Land Speed Records in US
19th February 1928: 206.95 mph Campbell-Napier, Daytona Beach
5th February 1931: 246.09 mph Campbell-Napier-Railton, Daytona Beach
24th February 1932: 253.97 mph Campbell-Napier-Railton, Daytona Beach
22nd February 1933: 272.46 mph Campbell-Railton-Rolls Royce, Daytona Beach
7th March 1935: 276.82 mph Campbell-Railton-Rolls Royce, Bonneville
3rd September 1935: 301.13 mph Campbell-Railton-Rolls Royce, Bonneville
Water Speed Record in US
16th November 1955: 216.20 mph Bluebird K7, Donald Campbell, Lake Mead, Nevada
Following the low-speed tests conducted at Goodwood, CN7 was taken by Donald to the Bonneville Salt Flats in Utah, USA (scene of his father’s last LSR triumph in 1935.) Gina waved Donald and Tonia off from London airport – accompanied by the ubiquitous Mr Whoppit.
(It seems that Donald’s American Dream was just not to be: there had also been an unsuccessful attempt at the Water Speed Record in 1957 at Canandaigua in New York state, which failed due to lack of suitable water conditions.)
Donald’s hopes in America seemed jinxed: Bluebird CN7 was written off following a high-speed crash on the 16th of September.
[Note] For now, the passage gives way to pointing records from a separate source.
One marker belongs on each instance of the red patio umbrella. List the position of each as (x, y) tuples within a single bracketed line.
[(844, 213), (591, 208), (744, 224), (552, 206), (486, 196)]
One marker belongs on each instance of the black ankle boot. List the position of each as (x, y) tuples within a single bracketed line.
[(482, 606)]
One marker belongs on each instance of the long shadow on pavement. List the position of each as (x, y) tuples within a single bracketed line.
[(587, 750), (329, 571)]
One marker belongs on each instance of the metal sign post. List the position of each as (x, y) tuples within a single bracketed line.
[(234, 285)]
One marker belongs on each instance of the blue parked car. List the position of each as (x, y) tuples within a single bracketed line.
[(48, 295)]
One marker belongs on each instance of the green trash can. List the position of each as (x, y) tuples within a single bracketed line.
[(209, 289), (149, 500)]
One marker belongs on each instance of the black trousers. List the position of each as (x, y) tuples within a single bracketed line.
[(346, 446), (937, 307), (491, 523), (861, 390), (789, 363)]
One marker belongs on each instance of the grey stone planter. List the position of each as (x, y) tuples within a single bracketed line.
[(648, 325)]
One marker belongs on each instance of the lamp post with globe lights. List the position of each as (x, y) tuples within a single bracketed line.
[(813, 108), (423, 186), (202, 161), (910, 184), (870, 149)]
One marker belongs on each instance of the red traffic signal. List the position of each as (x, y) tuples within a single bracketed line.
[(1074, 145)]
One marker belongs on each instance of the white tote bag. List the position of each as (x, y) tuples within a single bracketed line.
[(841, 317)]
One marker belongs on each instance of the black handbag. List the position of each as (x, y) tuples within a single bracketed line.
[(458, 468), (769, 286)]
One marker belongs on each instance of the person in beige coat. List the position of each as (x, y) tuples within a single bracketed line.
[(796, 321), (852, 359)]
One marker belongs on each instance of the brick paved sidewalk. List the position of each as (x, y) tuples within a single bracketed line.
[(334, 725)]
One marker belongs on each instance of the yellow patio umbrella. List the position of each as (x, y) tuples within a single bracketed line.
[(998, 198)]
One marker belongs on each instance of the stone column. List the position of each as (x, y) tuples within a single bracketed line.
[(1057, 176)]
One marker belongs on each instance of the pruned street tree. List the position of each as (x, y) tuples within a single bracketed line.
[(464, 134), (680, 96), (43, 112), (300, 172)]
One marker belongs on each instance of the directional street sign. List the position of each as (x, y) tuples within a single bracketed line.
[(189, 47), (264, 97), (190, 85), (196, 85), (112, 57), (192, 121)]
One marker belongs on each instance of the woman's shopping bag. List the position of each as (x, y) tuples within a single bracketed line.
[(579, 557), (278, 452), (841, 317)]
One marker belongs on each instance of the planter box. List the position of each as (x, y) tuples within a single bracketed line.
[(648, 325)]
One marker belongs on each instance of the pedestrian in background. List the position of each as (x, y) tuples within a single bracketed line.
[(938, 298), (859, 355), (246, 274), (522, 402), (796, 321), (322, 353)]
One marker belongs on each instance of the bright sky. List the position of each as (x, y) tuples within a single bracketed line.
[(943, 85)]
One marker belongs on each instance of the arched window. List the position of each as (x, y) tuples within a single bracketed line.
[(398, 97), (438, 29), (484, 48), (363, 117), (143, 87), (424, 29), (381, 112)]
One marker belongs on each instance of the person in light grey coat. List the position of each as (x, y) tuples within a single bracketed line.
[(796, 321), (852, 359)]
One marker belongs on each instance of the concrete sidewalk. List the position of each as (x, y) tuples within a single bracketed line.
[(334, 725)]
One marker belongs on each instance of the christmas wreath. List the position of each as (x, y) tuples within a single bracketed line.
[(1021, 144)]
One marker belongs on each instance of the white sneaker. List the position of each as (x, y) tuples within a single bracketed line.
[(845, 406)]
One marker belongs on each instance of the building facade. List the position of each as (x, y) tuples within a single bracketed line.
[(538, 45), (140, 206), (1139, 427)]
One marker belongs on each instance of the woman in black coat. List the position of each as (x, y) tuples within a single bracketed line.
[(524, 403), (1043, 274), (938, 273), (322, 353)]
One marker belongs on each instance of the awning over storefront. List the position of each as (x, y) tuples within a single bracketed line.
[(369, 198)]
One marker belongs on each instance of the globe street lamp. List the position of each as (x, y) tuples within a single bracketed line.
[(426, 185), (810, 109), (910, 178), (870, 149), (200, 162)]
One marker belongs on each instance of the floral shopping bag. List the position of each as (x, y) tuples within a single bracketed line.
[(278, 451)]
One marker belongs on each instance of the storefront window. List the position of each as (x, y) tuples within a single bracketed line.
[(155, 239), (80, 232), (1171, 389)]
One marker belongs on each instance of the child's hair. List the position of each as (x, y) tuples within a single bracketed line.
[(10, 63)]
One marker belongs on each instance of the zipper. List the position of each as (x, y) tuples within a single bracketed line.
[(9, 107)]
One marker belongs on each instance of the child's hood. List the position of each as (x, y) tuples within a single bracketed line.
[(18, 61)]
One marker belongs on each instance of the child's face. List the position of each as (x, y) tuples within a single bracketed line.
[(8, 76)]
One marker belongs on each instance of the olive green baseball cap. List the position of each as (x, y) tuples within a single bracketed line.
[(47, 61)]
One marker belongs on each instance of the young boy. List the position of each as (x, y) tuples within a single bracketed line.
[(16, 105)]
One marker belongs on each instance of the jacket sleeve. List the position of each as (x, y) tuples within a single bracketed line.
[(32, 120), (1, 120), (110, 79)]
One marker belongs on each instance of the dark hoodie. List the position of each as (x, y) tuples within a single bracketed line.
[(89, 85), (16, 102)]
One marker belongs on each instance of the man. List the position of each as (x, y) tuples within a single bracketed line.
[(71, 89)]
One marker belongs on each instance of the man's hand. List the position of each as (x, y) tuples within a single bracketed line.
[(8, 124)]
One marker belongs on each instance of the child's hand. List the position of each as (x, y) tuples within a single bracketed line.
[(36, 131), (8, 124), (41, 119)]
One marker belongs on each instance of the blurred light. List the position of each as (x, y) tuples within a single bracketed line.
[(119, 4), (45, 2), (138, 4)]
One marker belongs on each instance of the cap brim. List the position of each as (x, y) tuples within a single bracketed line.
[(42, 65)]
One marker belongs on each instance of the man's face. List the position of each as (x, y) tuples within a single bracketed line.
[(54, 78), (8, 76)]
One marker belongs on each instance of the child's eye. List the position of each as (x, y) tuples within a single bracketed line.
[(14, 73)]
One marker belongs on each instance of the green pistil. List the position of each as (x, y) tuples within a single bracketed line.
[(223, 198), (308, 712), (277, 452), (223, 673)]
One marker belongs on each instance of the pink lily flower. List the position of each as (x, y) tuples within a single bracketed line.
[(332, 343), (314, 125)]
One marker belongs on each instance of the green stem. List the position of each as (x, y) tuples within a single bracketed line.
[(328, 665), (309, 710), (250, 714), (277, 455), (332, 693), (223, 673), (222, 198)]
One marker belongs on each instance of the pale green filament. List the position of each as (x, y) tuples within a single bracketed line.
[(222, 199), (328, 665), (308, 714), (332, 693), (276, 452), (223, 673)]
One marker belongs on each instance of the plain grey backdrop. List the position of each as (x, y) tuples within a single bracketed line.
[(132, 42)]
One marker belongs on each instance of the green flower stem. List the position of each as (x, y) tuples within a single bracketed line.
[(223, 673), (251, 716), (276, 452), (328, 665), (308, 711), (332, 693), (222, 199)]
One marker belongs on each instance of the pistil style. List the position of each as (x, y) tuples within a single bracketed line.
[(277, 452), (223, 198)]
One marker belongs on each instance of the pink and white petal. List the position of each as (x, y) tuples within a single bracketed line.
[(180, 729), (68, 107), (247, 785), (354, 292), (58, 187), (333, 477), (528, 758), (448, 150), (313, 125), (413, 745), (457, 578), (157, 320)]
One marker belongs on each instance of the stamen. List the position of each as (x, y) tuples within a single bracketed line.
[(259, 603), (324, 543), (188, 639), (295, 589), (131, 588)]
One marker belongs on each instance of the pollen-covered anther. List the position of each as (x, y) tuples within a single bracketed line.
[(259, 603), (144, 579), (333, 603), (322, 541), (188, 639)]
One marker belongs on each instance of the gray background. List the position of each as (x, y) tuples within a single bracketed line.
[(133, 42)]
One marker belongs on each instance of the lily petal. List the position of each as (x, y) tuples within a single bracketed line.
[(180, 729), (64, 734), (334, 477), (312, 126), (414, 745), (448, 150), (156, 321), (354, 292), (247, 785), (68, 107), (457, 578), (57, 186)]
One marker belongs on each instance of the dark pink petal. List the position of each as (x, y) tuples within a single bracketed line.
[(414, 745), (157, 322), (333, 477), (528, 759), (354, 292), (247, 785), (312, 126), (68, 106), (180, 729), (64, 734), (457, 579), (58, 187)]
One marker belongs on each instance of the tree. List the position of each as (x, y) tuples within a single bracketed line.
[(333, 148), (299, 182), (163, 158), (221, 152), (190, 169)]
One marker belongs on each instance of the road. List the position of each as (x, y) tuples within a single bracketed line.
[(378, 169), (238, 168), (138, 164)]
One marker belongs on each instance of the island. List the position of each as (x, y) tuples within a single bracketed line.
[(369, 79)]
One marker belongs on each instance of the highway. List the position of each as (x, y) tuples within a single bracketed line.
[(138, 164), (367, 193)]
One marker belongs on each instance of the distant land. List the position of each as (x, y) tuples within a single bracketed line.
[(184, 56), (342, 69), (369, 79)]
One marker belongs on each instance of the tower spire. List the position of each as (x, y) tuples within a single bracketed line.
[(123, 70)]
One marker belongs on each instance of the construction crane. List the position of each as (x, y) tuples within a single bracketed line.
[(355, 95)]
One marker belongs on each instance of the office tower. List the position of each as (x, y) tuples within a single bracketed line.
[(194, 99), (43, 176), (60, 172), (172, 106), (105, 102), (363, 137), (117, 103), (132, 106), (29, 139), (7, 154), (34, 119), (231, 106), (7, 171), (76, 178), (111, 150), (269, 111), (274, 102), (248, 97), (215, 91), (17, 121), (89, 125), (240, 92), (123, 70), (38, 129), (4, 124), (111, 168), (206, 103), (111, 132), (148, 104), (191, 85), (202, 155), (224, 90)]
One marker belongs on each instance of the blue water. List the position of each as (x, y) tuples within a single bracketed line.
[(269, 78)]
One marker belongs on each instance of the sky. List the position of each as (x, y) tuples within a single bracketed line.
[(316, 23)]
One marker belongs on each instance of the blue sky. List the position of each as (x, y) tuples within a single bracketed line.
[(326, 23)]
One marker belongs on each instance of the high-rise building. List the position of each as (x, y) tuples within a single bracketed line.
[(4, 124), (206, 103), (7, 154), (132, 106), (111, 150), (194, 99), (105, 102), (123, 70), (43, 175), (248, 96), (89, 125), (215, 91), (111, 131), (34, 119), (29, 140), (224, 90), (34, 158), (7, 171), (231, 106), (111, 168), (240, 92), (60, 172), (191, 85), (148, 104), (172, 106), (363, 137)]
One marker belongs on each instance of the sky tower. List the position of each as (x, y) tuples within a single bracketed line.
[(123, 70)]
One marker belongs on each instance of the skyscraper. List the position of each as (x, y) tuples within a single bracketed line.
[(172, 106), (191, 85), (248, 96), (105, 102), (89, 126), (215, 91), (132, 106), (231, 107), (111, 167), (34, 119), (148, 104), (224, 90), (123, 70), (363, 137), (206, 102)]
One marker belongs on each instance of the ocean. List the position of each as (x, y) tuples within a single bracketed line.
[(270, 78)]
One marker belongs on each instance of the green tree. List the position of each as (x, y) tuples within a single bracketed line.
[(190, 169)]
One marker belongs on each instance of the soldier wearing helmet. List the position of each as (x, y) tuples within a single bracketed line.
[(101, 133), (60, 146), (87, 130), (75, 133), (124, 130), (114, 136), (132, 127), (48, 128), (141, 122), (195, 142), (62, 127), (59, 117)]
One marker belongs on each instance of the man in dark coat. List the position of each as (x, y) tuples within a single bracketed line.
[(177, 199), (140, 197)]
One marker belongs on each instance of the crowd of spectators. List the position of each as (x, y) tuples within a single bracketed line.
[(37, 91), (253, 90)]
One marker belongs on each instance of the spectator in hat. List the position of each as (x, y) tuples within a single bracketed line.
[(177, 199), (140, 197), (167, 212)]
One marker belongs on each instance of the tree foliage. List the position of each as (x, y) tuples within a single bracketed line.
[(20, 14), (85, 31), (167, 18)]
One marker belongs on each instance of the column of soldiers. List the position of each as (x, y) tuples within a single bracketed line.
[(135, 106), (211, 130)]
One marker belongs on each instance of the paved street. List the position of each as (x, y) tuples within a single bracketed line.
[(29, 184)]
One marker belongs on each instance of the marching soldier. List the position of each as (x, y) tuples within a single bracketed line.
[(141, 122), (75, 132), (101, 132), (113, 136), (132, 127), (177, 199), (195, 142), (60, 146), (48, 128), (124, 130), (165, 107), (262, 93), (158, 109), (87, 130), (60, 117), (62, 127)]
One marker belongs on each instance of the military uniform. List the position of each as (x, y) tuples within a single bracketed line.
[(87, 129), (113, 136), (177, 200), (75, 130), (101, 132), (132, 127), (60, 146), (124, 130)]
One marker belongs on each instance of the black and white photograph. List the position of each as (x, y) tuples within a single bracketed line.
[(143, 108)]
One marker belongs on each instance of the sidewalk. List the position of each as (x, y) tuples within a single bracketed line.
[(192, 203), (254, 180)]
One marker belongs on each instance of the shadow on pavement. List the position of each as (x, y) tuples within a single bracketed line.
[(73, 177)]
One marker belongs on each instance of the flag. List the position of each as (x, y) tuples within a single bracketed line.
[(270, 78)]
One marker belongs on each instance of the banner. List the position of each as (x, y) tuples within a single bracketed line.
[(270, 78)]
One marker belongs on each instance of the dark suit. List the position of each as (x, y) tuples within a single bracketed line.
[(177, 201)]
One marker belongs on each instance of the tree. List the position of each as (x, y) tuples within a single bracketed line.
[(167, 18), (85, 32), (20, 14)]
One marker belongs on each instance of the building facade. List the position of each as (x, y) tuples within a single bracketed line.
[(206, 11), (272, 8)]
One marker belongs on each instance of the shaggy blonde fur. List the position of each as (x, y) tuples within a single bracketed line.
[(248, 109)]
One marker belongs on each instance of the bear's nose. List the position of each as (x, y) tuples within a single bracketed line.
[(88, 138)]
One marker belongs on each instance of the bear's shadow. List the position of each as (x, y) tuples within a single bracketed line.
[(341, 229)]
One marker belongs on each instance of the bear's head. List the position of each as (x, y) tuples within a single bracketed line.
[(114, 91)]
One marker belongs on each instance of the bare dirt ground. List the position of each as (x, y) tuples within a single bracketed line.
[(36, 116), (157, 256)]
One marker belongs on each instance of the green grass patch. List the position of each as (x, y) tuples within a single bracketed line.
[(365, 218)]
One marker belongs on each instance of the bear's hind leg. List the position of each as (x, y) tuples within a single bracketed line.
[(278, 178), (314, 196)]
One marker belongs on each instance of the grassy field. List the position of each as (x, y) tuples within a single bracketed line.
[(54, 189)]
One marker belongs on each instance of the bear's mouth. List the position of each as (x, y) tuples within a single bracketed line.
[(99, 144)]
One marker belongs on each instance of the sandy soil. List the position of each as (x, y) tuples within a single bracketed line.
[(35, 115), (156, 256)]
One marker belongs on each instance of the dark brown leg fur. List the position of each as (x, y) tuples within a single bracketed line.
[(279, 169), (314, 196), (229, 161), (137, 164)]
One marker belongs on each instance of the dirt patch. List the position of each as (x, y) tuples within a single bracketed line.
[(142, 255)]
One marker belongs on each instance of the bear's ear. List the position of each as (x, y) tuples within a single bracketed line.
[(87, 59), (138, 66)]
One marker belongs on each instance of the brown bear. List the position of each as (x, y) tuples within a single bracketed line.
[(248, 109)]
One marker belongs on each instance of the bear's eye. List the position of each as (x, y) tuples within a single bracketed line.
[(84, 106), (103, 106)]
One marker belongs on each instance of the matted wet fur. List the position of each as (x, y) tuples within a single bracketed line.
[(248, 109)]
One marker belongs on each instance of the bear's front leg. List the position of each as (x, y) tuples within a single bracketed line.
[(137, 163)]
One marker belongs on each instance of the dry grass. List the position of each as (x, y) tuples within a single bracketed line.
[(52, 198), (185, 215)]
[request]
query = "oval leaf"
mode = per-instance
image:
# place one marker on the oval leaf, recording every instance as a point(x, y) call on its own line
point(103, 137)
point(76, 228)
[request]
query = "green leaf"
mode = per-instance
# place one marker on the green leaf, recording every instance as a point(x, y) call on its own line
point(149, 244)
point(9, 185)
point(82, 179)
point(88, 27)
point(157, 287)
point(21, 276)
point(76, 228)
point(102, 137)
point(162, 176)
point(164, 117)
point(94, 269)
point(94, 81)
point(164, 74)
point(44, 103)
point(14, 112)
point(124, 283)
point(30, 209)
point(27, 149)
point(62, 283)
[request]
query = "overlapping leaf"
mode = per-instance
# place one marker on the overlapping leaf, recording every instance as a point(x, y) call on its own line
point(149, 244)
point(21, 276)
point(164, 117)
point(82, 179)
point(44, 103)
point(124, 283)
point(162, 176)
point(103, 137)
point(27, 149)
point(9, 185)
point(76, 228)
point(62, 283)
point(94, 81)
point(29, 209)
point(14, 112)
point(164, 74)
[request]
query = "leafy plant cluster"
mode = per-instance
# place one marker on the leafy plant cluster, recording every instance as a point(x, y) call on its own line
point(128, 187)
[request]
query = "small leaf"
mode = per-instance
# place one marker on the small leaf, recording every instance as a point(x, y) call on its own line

As you can see from the tyre marks in the photo below, Donald veered dramatically off course.
Donald suffered a fracture to his lower skull and a broken ear drum, as well as cuts and bruises. (He was extremely lucky to survive this crash.) He convalesced in California until November 1960. (Which meant some serious jet-set partying with the Hollywood crowd.) Meanwhile, plans had been put in motion to rebuild CN7 for a further attempt.
His confidence was severely shaken, he was suffering mild panic attacks, and for some time he doubted whether he would ever return to record breaking. As part of his recuperation he learned to fly light aircraft; this new interest contributed greatly to his recovery. In fact, his love of piloting ensured Donald soon bought his own light aircraft (which proved useful when camped in the middle of nowhere, when attempting a new land speed record in Australia!) By 1961, he was on the road to recovery and planning the rebuild of CN7.